Category Archives: Visiting Scientists

OSU Research Update- Lillian Tuttle

Lillian diving a patch reef.
Lillian diving a patch reef.

Lillian Tuttle is a PhD. student from Mark Hixon’s lab at Oregon State University, who is working at CEI for 90 days this summer studying the lionfish invasion.  Broadly, Lillian is interested in the interactions among invasive lionfish, native parasite communities, and native cleaning symbioses.  Her past research demonstrates that invasive lionfish have escaped the threat of parasitic infection here in the Atlantic, especially when compared to native fishes that are chocked full of parasitic worms and crustaceans.  Without the need to fight infection, lionfish might be able to put more energy into growth and reproduction, perhaps explaining some of their success as an invasive species.  But if lionfish don’t have parasites, might they still change the way that native fish get parasites?

Lillian's hand getting cleaned at an underwater fish cleaning station!
Lillian’s hand getting cleaned at an underwater fish cleaning station!

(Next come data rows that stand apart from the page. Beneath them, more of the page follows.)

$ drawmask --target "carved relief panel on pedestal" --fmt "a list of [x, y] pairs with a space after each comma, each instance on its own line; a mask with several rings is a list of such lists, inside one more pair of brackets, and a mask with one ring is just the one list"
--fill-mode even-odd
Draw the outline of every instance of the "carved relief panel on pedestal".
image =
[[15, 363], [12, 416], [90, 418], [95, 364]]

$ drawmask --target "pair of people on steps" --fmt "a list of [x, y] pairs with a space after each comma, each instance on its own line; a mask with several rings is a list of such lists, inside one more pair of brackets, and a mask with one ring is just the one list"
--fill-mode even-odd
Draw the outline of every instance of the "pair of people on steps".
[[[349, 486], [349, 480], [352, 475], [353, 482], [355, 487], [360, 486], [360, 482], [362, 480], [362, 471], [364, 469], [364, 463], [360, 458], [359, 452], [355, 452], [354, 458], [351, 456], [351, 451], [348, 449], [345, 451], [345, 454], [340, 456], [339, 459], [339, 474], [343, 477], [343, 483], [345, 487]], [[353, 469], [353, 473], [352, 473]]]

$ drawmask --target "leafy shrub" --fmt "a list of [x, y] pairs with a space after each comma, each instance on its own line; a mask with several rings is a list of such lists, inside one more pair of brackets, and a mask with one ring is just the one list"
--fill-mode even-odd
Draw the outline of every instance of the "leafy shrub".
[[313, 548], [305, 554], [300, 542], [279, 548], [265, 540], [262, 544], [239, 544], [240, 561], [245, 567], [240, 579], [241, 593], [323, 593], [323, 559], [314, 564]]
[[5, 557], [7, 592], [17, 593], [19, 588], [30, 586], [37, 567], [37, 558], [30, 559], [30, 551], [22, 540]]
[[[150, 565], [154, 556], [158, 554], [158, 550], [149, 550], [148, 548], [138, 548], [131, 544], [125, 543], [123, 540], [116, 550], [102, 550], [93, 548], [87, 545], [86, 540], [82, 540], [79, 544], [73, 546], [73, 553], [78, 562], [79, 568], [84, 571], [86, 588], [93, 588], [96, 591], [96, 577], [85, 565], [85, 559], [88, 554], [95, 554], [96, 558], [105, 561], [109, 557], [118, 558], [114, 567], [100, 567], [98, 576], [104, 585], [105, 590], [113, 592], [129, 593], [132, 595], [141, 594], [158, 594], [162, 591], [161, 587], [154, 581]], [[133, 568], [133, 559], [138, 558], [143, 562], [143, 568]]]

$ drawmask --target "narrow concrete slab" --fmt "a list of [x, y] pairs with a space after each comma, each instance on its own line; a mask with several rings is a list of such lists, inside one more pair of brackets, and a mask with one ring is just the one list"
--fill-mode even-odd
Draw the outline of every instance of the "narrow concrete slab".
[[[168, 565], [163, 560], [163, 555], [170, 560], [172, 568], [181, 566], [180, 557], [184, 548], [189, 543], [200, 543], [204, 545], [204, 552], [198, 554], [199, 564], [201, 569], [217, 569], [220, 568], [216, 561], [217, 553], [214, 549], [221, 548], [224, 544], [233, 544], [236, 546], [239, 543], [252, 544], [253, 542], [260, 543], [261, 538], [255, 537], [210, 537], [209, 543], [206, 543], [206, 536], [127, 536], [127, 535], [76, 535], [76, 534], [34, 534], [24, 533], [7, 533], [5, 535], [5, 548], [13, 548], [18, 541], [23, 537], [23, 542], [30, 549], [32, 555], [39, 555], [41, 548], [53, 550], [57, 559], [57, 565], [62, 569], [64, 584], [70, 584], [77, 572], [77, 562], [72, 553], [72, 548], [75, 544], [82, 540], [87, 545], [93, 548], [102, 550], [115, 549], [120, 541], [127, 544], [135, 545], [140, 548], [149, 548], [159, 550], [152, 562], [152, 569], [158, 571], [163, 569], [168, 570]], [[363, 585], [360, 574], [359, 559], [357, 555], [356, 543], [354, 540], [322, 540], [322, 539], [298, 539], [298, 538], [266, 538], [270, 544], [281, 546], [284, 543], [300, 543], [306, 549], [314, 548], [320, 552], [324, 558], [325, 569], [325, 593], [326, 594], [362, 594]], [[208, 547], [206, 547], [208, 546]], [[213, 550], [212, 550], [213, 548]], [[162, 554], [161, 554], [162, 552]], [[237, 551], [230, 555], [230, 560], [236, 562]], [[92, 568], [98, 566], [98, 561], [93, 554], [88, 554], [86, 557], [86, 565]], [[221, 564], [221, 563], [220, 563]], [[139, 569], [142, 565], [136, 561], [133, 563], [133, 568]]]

This brings us to Lillian’s project this summer. Thus far, Lillian has logged many hours of observation and deployed many GoPro cameras to detect what lionfish are doing at cleaning stations, locations on the reef where small “cleaner” gobies and shrimp pick the parasites off the skin of larger fish “clients” (think, car washes in the sea!).  Are lionfish eating cleaners?  Are lionfish eating clients?  Or might the slow, stalking, hunting behavior of lionfish interrupt cleaning somehow?  These are all questions Lillian hopes to answer this summer at CEI.

SFU Researcher is studying yellow stingrays at CEI

SFU undergraduate researcher Sev counts yellow stingrays on a patch reef.
SFU undergraduate researcher Sev counts yellow stingrays on a patch reef.

In order to better understand the ecological role of the Yellow Stingray, Urobatis jamaicensis, team SFU has been performing some baseline stingray surveys each Saturday. What happens on Stingray Saturdays? There are sixteen survey sites (patch reefs) total. At these sites two SCUBA divers record the number of individual rays, sex, total length, substrate, refuge, and where they were found on the patch. In addition to this they also take their picture!

A photo of one of the yellow stingrays.
A photo of one of the yellow stingrays.

This data will reveal more about the habitat use and site fidelity of the rays. If time permits, the team may even test whether or not the rays can be reliably identified based on their spot patterns. If photo ID were a feasible option it would mean no tags necessary – a noninvasive and cost effective way of identifying individuals!